Remedy On the Faults of Alan Wake

With mystery still shrouded around this new Alan Wake title that is supposedly coming out this year, Remedy recently has an interview with Edge Magazine on the mistakes of Alan Wake, and what they have learned from it for the future of the franchise.

Finnish studio Remedy has pledged that its next project will benefit from a slicker development process – following the hiccups it experienced making Alan Wake.

Wake was in development for a giant seven years, and was originally intended to be a fully open world game, but Remedy eventually elected to slim it down to a more linear action adventure.

Remedy boss Matias Myllyrinne told the latest issue of Edge that his team had learnt a lot “about how to get faster from point A to point D without necessarily going through point B and C” during the creation of the title.

“We’ll continue to make mistakes, but I think we won’t make the same mistakes,” he added. “You’re supposed to f*ck up every now and again, and if you’re not making mistakes, you’re pretty much not taking enough risks. I think that’s perfectly fine and we want to embrace that: everyone’s allowed to fail here at what they do, and I think that’s part of the safety net that allows people to try harder and push themselves…

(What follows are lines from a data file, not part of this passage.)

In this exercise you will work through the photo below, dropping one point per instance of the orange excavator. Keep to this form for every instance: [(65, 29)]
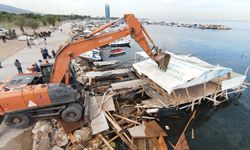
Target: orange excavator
[(21, 104)]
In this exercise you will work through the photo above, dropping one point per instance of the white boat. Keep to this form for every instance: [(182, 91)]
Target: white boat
[(93, 55), (120, 43)]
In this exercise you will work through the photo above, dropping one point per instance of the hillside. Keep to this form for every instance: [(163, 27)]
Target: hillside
[(11, 9)]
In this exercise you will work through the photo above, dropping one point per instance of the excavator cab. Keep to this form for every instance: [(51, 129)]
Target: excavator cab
[(47, 68), (162, 59)]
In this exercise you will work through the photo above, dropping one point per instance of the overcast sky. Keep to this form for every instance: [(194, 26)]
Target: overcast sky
[(152, 9)]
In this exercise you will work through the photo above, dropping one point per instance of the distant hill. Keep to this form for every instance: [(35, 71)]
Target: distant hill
[(11, 9)]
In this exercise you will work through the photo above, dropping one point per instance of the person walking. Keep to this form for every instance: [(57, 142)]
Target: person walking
[(44, 53), (28, 43), (45, 41), (4, 38), (18, 66), (53, 53)]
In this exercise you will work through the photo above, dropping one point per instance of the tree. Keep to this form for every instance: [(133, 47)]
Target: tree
[(32, 23), (20, 22)]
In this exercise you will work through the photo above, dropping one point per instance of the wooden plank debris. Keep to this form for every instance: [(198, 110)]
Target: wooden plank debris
[(97, 117), (128, 84), (153, 129), (137, 131), (105, 142), (148, 130), (108, 102), (94, 74), (106, 63)]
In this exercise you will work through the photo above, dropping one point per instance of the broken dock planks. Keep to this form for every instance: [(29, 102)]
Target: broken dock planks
[(106, 63), (128, 84), (94, 74)]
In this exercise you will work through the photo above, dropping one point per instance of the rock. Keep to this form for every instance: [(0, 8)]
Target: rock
[(96, 143), (43, 126), (60, 138), (57, 148), (41, 141), (83, 134), (41, 132)]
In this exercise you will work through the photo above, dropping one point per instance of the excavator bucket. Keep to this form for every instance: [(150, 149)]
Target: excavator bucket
[(162, 59)]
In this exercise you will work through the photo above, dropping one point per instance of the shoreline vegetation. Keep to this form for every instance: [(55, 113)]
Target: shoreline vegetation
[(26, 21), (189, 25)]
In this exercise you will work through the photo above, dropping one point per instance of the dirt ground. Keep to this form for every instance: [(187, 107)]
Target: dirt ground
[(21, 142), (10, 47)]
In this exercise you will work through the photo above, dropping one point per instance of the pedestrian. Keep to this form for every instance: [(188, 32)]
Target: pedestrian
[(32, 68), (53, 53), (45, 41), (28, 43), (37, 68), (18, 66), (4, 38), (43, 53)]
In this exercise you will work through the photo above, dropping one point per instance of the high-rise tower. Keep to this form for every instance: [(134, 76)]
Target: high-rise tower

“It would be very, very sad if we made the same mistakes again [as we did on Alan Wake with Remedy’s new project]. We’ll find new mistakes to make, but they’ll land us in a cool and interesting place once again!”

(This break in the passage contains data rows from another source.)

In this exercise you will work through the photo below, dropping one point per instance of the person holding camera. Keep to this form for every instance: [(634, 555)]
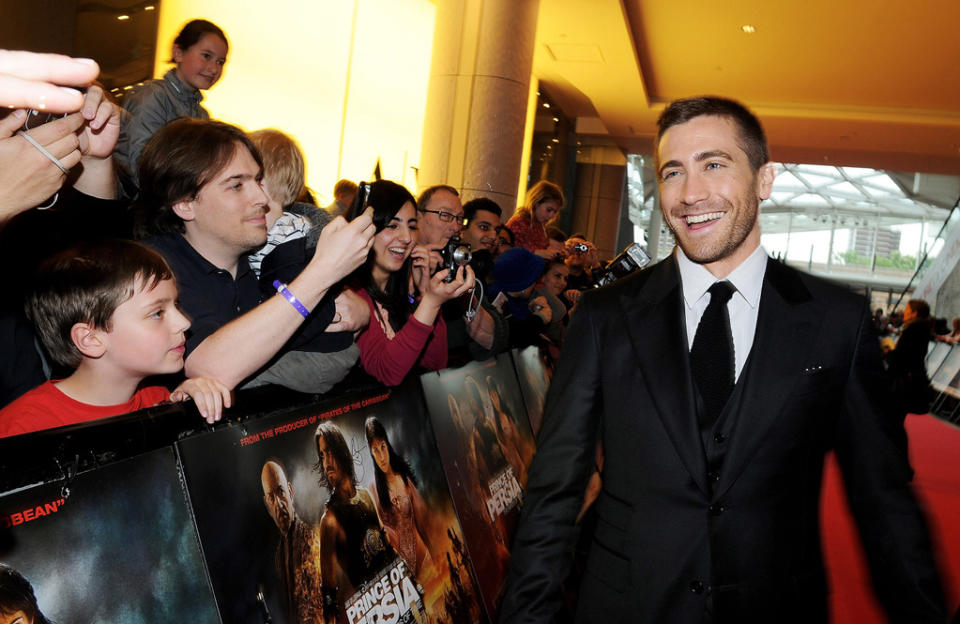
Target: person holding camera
[(405, 328), (475, 330), (581, 259)]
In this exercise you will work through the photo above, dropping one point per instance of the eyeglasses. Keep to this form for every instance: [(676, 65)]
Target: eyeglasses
[(446, 217)]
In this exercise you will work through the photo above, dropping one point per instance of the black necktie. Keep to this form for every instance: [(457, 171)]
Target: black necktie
[(711, 358)]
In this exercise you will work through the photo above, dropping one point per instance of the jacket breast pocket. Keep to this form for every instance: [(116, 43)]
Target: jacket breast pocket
[(608, 567), (818, 380)]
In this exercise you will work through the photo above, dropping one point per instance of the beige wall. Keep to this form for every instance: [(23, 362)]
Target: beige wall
[(346, 78)]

Myllyrinne commented that “scaling down” was the key lesson Remedy had learnt from making Alan Wake, and from tempering its ambitions original intentions.

“We tried to combine a sandbox design with a tightly paced thriller,” he said. “We could have made [that] game, but it wasn’t the game we set out to build; those moments just don’t work. And with 20:20 hindsight it’s clear that we should have gone for more of a tightly-paced thrill ride to begin with, which I think we then delivered.

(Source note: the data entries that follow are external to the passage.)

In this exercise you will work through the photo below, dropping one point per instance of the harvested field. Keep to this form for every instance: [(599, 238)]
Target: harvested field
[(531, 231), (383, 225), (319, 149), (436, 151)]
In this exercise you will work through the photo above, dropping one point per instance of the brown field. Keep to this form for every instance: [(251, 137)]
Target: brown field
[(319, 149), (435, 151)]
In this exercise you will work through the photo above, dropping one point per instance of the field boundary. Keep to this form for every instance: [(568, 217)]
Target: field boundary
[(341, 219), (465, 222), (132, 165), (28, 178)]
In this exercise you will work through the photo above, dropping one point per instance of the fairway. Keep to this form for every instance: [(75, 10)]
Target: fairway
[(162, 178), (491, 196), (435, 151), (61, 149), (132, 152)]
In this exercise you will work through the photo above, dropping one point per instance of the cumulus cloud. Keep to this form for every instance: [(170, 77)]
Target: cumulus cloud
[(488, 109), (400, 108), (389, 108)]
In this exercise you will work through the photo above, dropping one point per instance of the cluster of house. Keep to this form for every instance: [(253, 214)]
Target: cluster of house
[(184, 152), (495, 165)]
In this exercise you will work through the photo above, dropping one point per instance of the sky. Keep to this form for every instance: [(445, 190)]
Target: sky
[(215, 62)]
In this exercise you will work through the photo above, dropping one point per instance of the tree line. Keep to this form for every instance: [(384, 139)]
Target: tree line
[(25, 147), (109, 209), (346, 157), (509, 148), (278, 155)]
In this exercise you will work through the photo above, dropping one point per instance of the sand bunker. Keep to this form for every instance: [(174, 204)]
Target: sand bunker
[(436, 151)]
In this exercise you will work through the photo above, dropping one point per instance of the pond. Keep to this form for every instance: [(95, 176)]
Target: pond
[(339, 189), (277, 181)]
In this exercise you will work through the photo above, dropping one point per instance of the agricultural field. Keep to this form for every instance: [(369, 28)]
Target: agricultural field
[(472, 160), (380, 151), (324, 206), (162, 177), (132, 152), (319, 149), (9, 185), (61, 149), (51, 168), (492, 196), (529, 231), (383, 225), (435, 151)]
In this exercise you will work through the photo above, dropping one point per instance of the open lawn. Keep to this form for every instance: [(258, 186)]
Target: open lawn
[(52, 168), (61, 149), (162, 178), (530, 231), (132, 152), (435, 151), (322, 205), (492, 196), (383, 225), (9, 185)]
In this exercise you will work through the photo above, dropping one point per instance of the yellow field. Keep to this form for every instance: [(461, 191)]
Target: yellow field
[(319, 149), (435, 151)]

“Those moments that we had in development when you’re supposed to have a dramatic moment, if you’re not controlling the pacing, the player’s turning up to a scene in a monster truck and you’re going: ‘Okay… it’s supposed to be a dramatic love scene, the characters are going through serious marital issues’, and yet the player comes jumping over logs with a frigging monster truck.”

Cryptic as ever, Remedy. It seems the lesson learned is to have a clear vision and go for it in development and to learn from mistakes and to not make the same mistakes again, instead make new mistakes that come with trying to do something new. There are a few complaints many had with Alan Wake, likely most notable and one we echo here at Rely On Horror being a very limited variety of enemies which, while not game-ruining, would have been nice to face more than a surprisingly large army of lumberjacks and the occasional kitchen sink flinging itself both homicidally and suicidally at us. Hopefully this is a sign Remedy is listening and whatever this mysterious new title is, they’re working to make a better and more ambiguous game. Assuming we’re not looking at, “Alan Wake Chess,” or something of the sort, we don’t know what Remedy is up to either. Those sly dogs.